Cio, la battaglia delle competenze

Il Chief information officer di Manpower offre la propria visione della gestione delle risorse umane strettamente legata all’It

In un recente congresso statunitense dedicato al management, Rick Davidson, Cio di Manpower, multinazionale di lavoro interinale, ha offerto una visione interessante sulle tematiche del mondo del lavoro. Una chiave di lettura proposta è che il Cio deve occuparsi delle risorse umane del proprio dipartimento come e forse più di un responsabile Hr. Motivo: i Cio oggi sono di fronte a una “battaglia soda” (come nel romanzo risorgimentale di Luciano Bianciardi) per raggiungere una nuova unità d’azienda, e devono avere la capacità di far crescere una forza di lavoro che è alle strette per budget disponibile, ma anche per competenze.


Il quadro che ha fatto il Cio di Manpower è, giocoforza, influenzato dalla contingenza del mercato americano, ma, come abbiamo capito in questi anni, una quota delle considerazioni che si fanno sull’economia statunitense è valida, da subito o in seguito, anche per la nostra realtà.


Davidson è partito dalla consueta notazione della fine dell’epoca dei “baby boomer”, ossia del vuoto che l’affievolirsi di una curva demografica del passato provoca sulla situazione occupazionale, con la scomparsa definitiva di competenze (il caso è tipico nell’area dei sistemi centrali, dei mainframe). Contestualmente, ha notato, arrivano generazioni di lavoratori con un percorso formativo (anche sul lato umano) completamente diverso. Il tutto va condito con la tendenza a un minor apporto di figure laureate sul mercato interno, a beneficio dei paesi emergenti. In sintesi: India e Cina oggi producono più professionisti It di Stati Uniti, Europa e Giappone messi assieme.

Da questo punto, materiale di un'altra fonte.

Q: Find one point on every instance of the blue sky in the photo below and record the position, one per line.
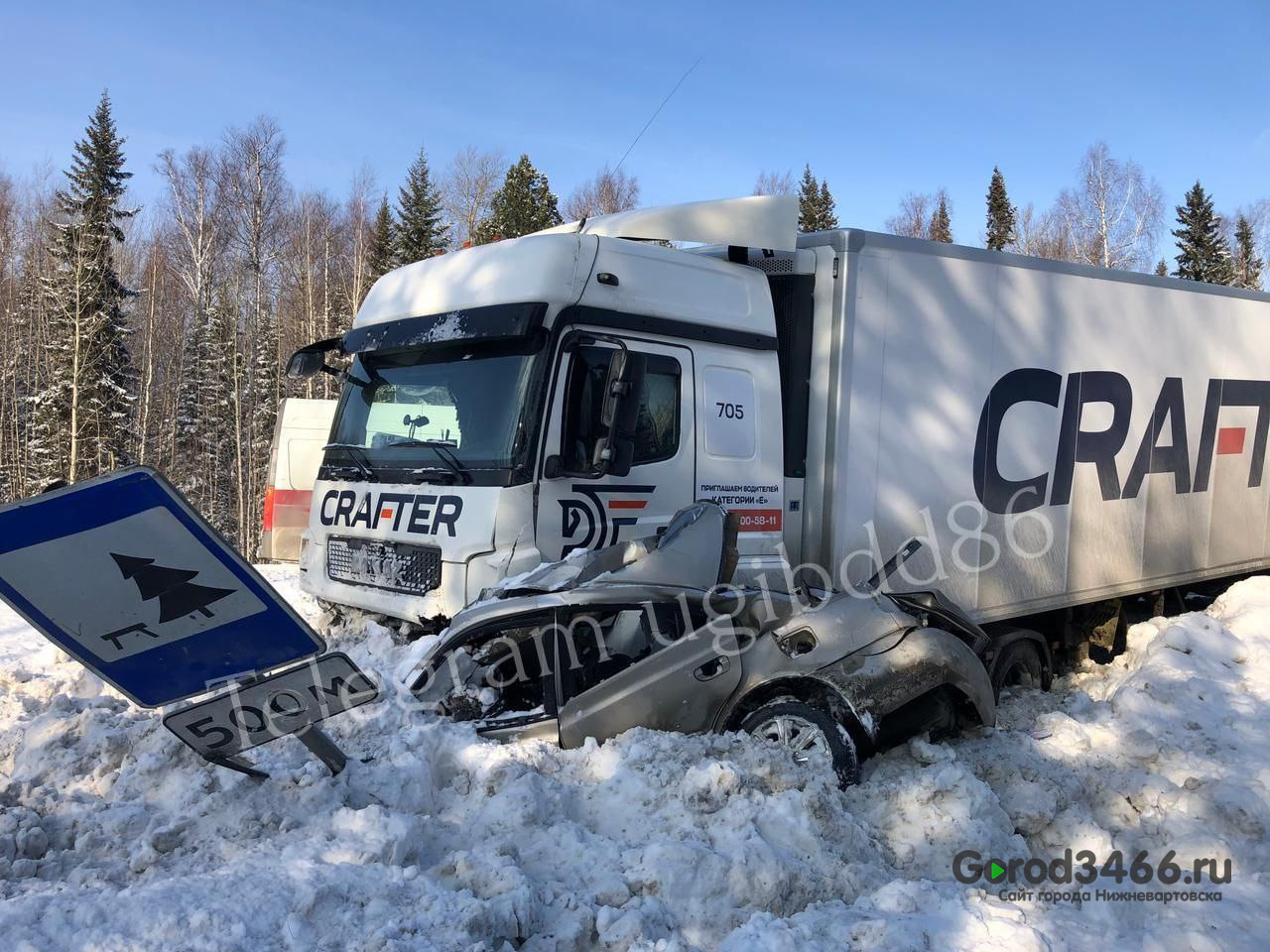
(880, 99)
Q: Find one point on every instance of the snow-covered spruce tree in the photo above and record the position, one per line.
(1202, 250)
(84, 408)
(1001, 213)
(808, 200)
(942, 225)
(828, 208)
(1247, 262)
(525, 203)
(815, 204)
(422, 230)
(204, 420)
(381, 257)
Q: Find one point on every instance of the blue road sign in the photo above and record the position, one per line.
(122, 574)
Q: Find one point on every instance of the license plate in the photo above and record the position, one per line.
(261, 711)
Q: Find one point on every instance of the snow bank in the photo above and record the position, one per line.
(113, 835)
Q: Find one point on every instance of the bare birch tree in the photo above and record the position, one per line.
(1112, 216)
(610, 191)
(466, 189)
(775, 182)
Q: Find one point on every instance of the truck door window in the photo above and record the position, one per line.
(657, 433)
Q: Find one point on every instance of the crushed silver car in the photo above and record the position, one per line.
(651, 634)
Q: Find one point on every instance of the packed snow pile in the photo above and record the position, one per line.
(114, 837)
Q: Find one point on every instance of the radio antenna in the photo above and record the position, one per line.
(657, 112)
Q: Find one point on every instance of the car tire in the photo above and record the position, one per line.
(1019, 662)
(790, 722)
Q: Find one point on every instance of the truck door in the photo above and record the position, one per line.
(590, 513)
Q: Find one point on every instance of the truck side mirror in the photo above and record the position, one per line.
(312, 359)
(305, 363)
(625, 416)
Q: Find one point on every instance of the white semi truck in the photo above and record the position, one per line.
(1057, 434)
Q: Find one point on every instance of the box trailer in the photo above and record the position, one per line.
(299, 438)
(1057, 434)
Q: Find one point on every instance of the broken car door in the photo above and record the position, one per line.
(649, 665)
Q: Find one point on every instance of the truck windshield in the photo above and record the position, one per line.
(466, 412)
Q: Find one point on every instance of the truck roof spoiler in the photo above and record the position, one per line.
(754, 221)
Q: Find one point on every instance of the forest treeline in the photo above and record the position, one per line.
(159, 335)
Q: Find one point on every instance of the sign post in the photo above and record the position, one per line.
(121, 572)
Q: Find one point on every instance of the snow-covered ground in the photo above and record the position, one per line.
(114, 837)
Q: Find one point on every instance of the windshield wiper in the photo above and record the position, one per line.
(357, 453)
(444, 452)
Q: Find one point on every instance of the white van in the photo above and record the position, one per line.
(299, 438)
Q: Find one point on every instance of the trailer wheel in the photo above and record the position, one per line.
(1019, 664)
(808, 733)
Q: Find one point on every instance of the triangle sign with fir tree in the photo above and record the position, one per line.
(177, 594)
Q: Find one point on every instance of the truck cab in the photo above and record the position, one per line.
(511, 403)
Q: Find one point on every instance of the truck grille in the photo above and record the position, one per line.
(395, 566)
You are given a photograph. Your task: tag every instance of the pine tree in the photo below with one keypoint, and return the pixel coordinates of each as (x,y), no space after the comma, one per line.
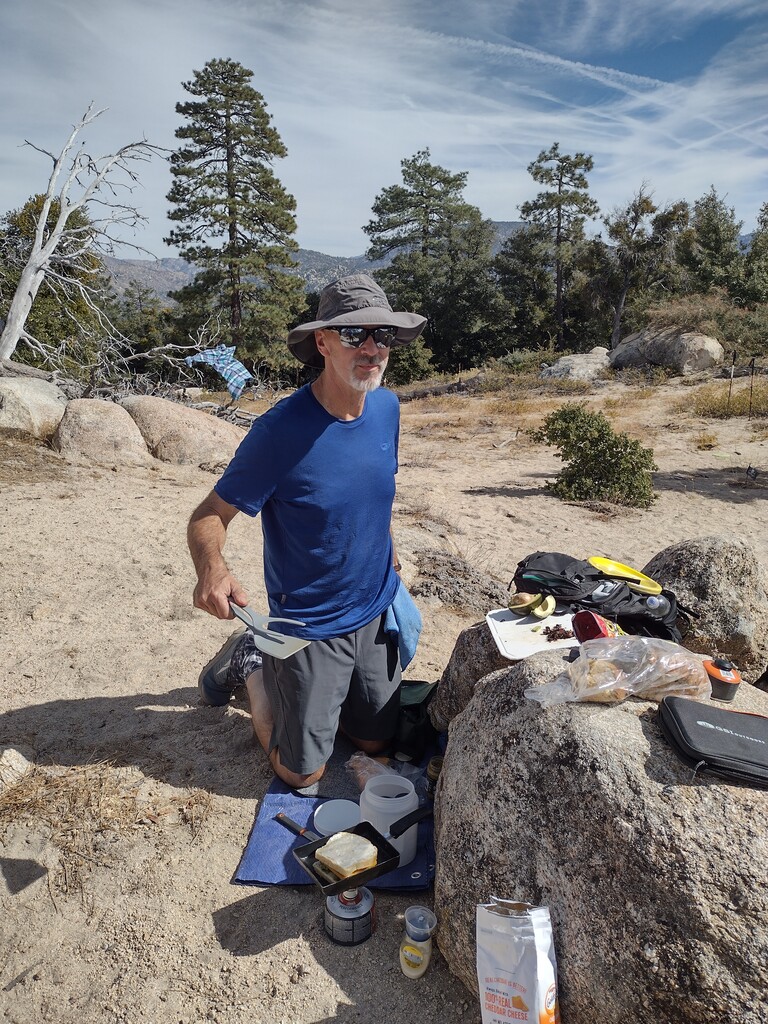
(710,250)
(235,219)
(644,242)
(561,209)
(441,261)
(756,263)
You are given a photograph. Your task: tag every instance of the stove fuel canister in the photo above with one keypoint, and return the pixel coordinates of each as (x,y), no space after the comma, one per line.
(723,677)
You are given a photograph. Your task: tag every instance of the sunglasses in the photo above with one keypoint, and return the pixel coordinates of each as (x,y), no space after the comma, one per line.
(355,337)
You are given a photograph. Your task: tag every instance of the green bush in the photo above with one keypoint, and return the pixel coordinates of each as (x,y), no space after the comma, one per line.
(600,465)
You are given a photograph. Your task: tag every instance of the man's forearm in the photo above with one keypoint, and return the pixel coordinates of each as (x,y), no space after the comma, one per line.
(206,536)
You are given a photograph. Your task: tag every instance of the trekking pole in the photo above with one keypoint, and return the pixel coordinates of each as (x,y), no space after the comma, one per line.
(730,386)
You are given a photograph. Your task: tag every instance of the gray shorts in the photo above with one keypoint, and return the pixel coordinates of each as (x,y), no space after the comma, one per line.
(352,681)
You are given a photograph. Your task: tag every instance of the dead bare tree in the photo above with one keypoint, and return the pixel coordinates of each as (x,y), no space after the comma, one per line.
(101,187)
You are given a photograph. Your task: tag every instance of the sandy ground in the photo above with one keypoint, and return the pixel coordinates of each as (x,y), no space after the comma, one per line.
(118,850)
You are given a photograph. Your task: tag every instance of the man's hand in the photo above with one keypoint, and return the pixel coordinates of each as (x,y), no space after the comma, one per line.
(214,590)
(206,535)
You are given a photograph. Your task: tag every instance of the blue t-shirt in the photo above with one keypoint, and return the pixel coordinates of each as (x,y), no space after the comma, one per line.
(325,488)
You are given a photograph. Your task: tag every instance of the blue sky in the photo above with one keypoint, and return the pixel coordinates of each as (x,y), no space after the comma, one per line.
(669,92)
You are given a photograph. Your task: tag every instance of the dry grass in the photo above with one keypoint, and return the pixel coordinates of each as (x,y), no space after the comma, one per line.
(84,808)
(720,401)
(706,441)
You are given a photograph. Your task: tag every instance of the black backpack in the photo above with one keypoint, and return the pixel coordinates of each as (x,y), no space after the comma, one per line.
(578,584)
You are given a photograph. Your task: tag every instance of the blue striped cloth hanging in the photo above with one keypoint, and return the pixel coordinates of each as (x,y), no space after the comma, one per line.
(222,359)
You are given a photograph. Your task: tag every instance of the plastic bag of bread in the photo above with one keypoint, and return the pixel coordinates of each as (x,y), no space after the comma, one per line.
(610,669)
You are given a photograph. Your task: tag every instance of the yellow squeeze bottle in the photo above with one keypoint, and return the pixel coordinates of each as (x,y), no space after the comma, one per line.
(416,946)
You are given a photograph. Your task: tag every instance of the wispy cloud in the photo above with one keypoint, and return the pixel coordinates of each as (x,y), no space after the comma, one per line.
(353,89)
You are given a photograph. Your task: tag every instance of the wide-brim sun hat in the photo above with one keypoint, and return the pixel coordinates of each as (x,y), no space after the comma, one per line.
(352,301)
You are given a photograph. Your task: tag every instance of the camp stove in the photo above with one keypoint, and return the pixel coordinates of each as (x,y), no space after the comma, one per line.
(350,910)
(350,916)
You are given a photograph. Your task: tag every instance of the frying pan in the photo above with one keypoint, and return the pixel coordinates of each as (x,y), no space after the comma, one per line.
(269,641)
(387,857)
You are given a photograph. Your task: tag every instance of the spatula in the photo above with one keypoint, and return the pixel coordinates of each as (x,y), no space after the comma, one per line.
(269,641)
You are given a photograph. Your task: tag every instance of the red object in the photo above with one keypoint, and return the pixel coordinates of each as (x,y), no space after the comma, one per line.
(590,626)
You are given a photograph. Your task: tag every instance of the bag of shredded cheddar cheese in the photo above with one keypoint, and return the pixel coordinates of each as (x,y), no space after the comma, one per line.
(516,968)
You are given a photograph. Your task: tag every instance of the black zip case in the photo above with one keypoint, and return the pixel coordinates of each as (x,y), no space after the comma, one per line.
(729,743)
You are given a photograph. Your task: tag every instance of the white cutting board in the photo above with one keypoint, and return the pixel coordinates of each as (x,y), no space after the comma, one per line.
(516,637)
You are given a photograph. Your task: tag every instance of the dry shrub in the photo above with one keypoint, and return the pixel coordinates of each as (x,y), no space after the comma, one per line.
(705,441)
(712,401)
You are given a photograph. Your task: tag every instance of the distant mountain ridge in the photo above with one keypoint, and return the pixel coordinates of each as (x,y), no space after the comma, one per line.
(317,269)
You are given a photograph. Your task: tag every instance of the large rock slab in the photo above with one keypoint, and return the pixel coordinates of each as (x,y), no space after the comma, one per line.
(654,881)
(674,347)
(721,580)
(584,367)
(100,431)
(474,656)
(31,406)
(175,433)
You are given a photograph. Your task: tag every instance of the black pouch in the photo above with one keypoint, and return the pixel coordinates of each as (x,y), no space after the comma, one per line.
(732,744)
(415,730)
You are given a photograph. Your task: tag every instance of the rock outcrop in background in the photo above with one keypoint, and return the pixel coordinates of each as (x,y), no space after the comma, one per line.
(654,880)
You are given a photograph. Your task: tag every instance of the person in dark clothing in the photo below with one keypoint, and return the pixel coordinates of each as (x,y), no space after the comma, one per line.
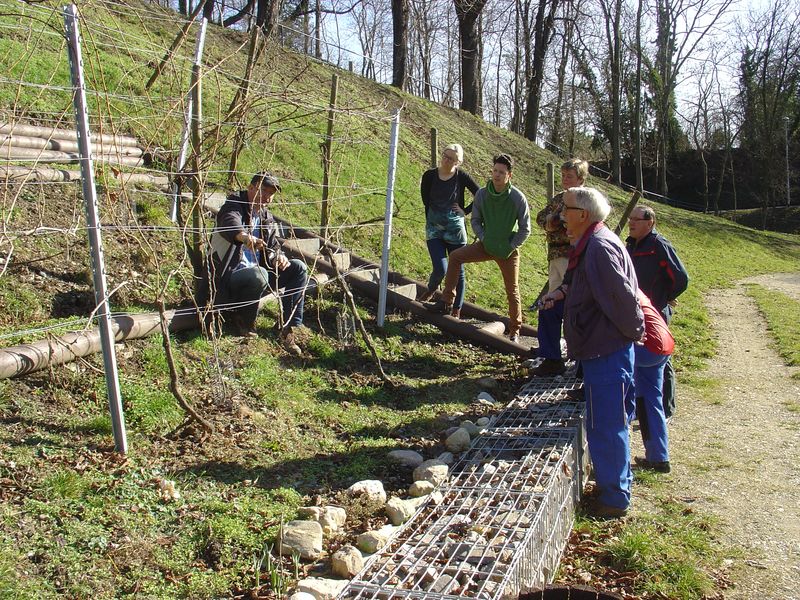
(248,263)
(501,221)
(662,277)
(443,190)
(573,174)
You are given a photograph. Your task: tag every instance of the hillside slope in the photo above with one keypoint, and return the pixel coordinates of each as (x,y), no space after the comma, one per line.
(76,519)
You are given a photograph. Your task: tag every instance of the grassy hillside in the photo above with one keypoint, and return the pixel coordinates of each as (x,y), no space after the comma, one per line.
(779,218)
(75,519)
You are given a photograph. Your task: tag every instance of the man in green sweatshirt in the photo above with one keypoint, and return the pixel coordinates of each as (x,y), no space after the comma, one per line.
(501,221)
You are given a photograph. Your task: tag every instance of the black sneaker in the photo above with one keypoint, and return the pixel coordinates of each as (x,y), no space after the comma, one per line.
(438,307)
(659,467)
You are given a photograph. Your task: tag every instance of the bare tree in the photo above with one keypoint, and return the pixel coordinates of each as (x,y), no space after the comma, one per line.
(681,27)
(468,12)
(769,87)
(537,34)
(400,14)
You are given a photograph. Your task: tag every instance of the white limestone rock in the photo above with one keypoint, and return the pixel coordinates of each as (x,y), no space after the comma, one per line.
(303,537)
(406,458)
(420,488)
(399,511)
(471,428)
(458,442)
(371,541)
(347,561)
(446,458)
(486,398)
(372,488)
(322,589)
(433,471)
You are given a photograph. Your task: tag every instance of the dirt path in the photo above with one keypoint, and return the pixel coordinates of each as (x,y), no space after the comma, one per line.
(736,447)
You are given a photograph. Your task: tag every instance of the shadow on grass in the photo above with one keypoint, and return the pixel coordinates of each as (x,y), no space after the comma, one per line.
(312,474)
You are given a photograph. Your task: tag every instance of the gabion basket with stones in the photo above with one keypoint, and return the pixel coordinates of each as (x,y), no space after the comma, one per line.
(506,511)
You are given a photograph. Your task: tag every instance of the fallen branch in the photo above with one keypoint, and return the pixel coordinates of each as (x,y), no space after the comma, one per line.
(173,372)
(351,304)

Insomma, per Davidson c’è un gap (anche questa non è una novità) che va colmato, compatibilmente con le proprie forze e andando a prendere le capacità dove ci sono. E spesso (qui sta la “rivoluzionarietà” del messaggio) sono già dentro l’azienda.


Il Cio di Manpower tratteggia tre tipologie di lavoratori dell’It staff, riferenti ad altrettante generazioni: giovani, medi e maturi.


I primi sono lavoratori sotto i 35 anni che manifestano grande capacità di apprendimento delle nuove tecnologie, sono adattabili, creativi e “tribali”. Si muovono velocemente in azienda e tendono naturalmente a occupare gli spazi lasciati dai “baby boomer”, se non altro con percorsi di carriera più rapidi di quelli dei loro padri. I secondi, lavoratori sotto i 55 anni, sono il ventre molle del problema: sono i più carichi di nevrosi e a metà di un guado che genera inefficienza. I terzi, sopra i 56 anni, non temono la nuova tecnologia, ma non ne sono nemmeno interessati. Ogni categoria, per Davidson, ha delle criticità, che vanno superate per riuscire a estrarre il meglio dai lavoratori già in forze. Per i giovani, che tendono a sopravanzare i colleghi, meglio che ci sia il coordinamento di una figura carismatica. Sui medi bisogna fare un’attività psicologica, di motivazione e coinvolgimento. Sui maturi, laddove c’è la necessità, si può agire per “prolungare la ferma”, fino ai 70 anni, riducendo l’orario di lavoro. Il fine è valorizzare al meglio le competenze It, che in azienda diventano un bene scarso, e per contribuire, con l’area It, a vincere la “battaglia aziendale” sul mercato.


Suona strano che queste cose le abbia dette il manager di un’azienda di lavoro interinale? No. Semmai onesto e realistico.


E, comunque, fra i consigli finali che Davidson ha dato agli It manager, per gestire la forza lavoro, c’è ovviamente il ricorso all’outsourcing. Ma prima di arrivare a stabilire che c’è bisogno di terziarizzare, è necessario che un It manager faccia il censimento del proprio staff collocando i lavoratori nelle tre categorie di appartenenza (giovani, medi, maturi), affronti il tema con il responsabile delle risorse umane e con gli stessi dipendenti, lavori comunque per la loro formazione, automatizzi le funzioni ove possibile e non scarti l’ipotesi di vagliare reingressi di persone con le giuste competenze.